Research – Influence of Hurdle Technology on Foodborne Pathogen Survival in the Human Gastrointestinal Tract



The application of several sublethal stresses in hurdle technology can exert microbial stress resistance, which, in turn, might enable foodborne pathogens to overcome other types of lethal stresses, such as the gastrointestinal barriers. The present study evaluated the survival of Salmonella Typhimurium and Listeria monocytogenes during simulated digestion, following exposure to combinations of water activity (aw), pH and storage temperature stresses.
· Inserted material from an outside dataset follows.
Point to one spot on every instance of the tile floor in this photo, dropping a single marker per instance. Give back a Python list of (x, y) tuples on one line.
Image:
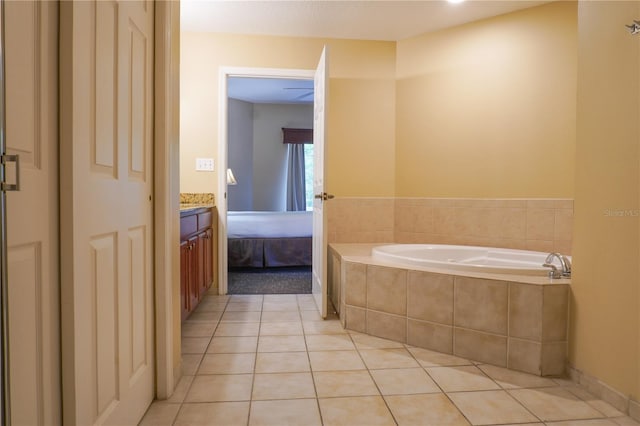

The results revealed that both pathogens survived their passage through the simulated gastrointestinal tract (GIT) with their previous habituation to certain hurdle combinations inducing stress tolerance. More specifically, the habituation to a low temperature or to a high pH resulted in the increased stress tolerance of Salmonella, while for Listeria, the cells appeared stress tolerant after exposure to a high temperature or to a low pH. Nonetheless, both pathogens expressed increased sensitivity after habituation to growth-limiting hurdle combinations. The survival of stress-tolerant pathogenic cells in the human GIT poses major public health issues, since it can lead to host infection. Consequently, further research is required to obtain a deeper understanding of the adaptive stress responses of foodborne bacteria after exposure to combinations of sublethal hurdles to improve the existing food safety systems.